Tax planning can be intimidating for small business owners. But it’s important to understand the different options available to you to minimize your tax bill and keep more of your revenue.
Charitable Remainder Unitrusts (CRUTs) are similar to Individual Retirement Accounts (IRAs). CRUTs defer your tax obligations on capital gains to encourage charitable contributions. Because your gains are taxed only when you pull your money out of the CRUT, you can keep your money in the trust for years. This can lead to lower taxes through income smoothing- giving you more room to make financial moves and grow your business.
But what if you need even more flexibility?
That’s where Flip CRUTs come in.
In this article, we take a deep dive into Flip CRUTs and how they work. We’ll explain the benefits of a Flip CRUT for small businesses and dispel any myths about this type of trust.
What is a Flip CRUT?
Flip CRUTs are one type of CRUT, along with the standard CRUT and the Net Income with Make-up Charitable Remainder Unitrust (NIMCRUT).
A Flip CRUT starts as a NIMCRUT for the first few years. This means it only pays out the interest earned on the trust’s assets, not the principal. The trust is designed to be tax-efficient, so you don’t pay any taxes on the money you put into it or on the income it generates. After a set number of years, the Flip CRUT shifts to a standard CRUT. This means it starts paying out the principal as well as the interest.
How does a Flip CRUT work? There are nine steps:
- Select an asset
- Choose a beneficiary
- Set the flip trigger for your CRUT- this can be a specific date or event, like the sale of a property or when a child is born
- Transfer your selected assets and get an instant charitable deduction, typically around 10% of your chosen assets’ value
- Sell your assets without your trust paying having to pay any taxes
- Decide whether to take your annual distribution or not
- Flip your NIMCRUT to a standard CRUT
- Once your NIMCRUT flips to a standard CRUT, you will have to make an annual withdrawal henceforth
- The remainder of the trust after it ends is allocated for charitable donations.
When Does a Flip CRUT Make Sense for a Business?
The goal is to make sure that you’re taking full advantage of the tax benefits available to you.
A Flip CRUT can be a great option if flexibility is your main concern.
The main benefit of a NIMCRUT is its typically higher ROI compared to standard CRUTs. NIMCRUTs can offer this because you’re allowed to defer your tax obligations on the principal. This allows the trust to continue to grow and generate income for you. But what if something unexpected happens and you need your money sooner than expected?
But what if your needs change? What if you want to start taking distributions before the end of the trust’s term?
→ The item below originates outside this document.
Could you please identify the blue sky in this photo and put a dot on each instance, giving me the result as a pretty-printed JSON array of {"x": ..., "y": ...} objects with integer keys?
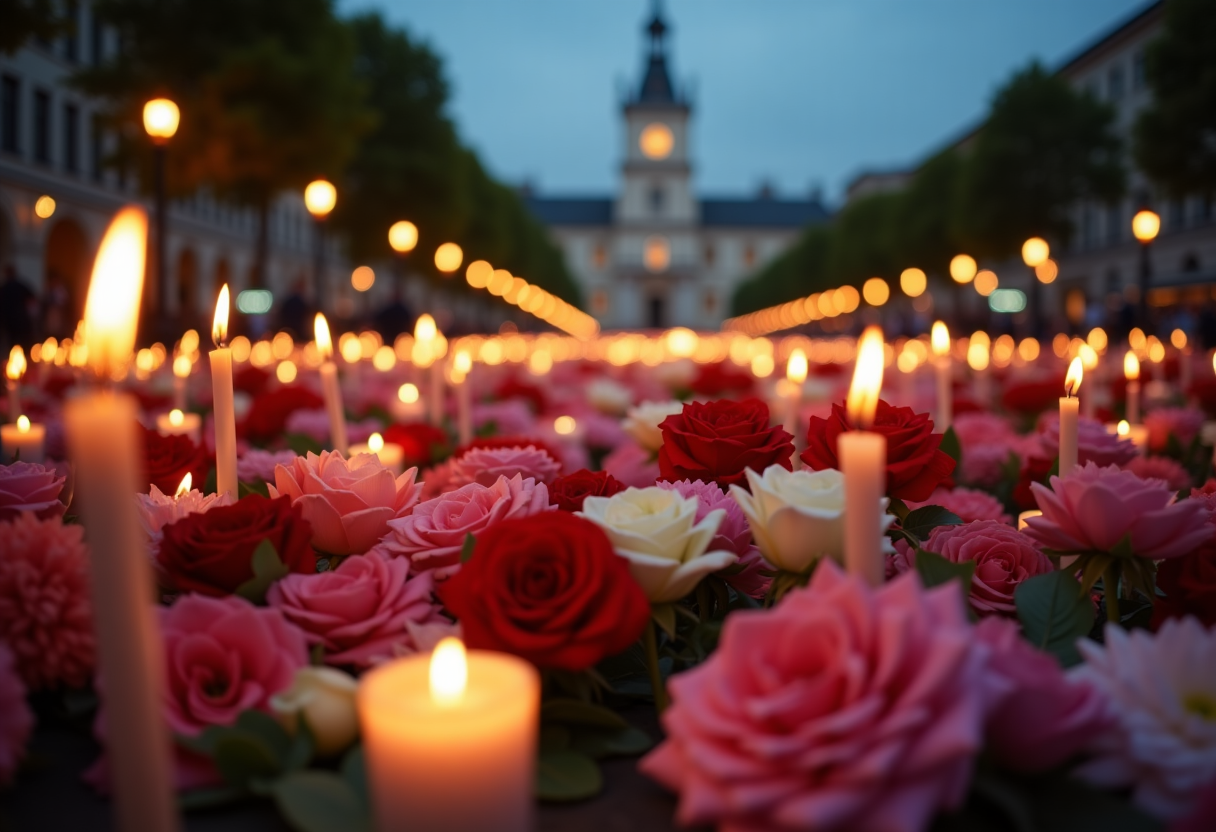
[{"x": 793, "y": 91}]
With a Flip CRUT, you can. The trust will automatically switch to a standard CRUT at the set date, so you can take distributions whenever you need them.
If you are funding your CRUT with illiquid assets, a Flip CRUT may be a good option for you. This is because the trust will not have to sell the assets until the end of the term, allowing you to avoid capital gains taxes and take a large payout before exiting. You get to build your make-up provision with NIMCRUT tax-free income and—once it is flipped to a standard CRUT— get a larger distribution.
If you foresee retirement or needing regular payouts in the future, a Flip CRUT may be the best option for you. But for businesses that are still in their growth phase, a Flip CRUT can provide the flexibility they need to make the most of their tax benefits.
The Benefits of Flip CRUT for Businesses
There are three key benefits of a Flip CRUT for businesses:
- Flexibility: As we mentioned earlier, the main benefit of a Flip CRUT is its flexibility. The trust will automatically switch to a standard CRUT at the set date, so you can take distributions whenever you need them. This can be especially helpful if your needs change or if you want to take distributions before the end of the trust’s term.
- Tax-Efficiency: Flip CRUTs are designed to be tax-efficient. This means you don’t pay any taxes on the money you put into it or on the income it generates. And because the trust pays out its income over a number of years, you can spread out your tax obligations.
- Growth: A Flip CRUT’s NIMCRUT stage allows you to grow your assets tax-free. This can be a huge benefit for businesses that are in their growth phase. And once the trust is flipped to a standard CRUT, you can take a large distribution before exiting.
All three CRUTs have their benefits, so it’s important to consult with an expert to see which one is right for you. But if flexibility is your main concern and you’re funding your CRUT with illiquid assets, a Flip CRUT will likely be the best for you and your business.
If your business is still in its growth phase, a Flip CRUT can provide the flexibility you need to make the most of your tax benefits. With a Flip CRUT, you can get the superior ROI benefits of a NIMCRUT while allowing you to pivot later on to a standard CRUT if you want to prioritize regular payouts instead of larger ROI gains.
Flip CRUTs also offer tax efficiency by avoiding capital gains taxes and allowing you to spread out your tax obligations. So if you’re looking for a CRUT that can provide both flexibility and growth potential, be sure to consult a financial advisor about using a Flip CRUT for your business.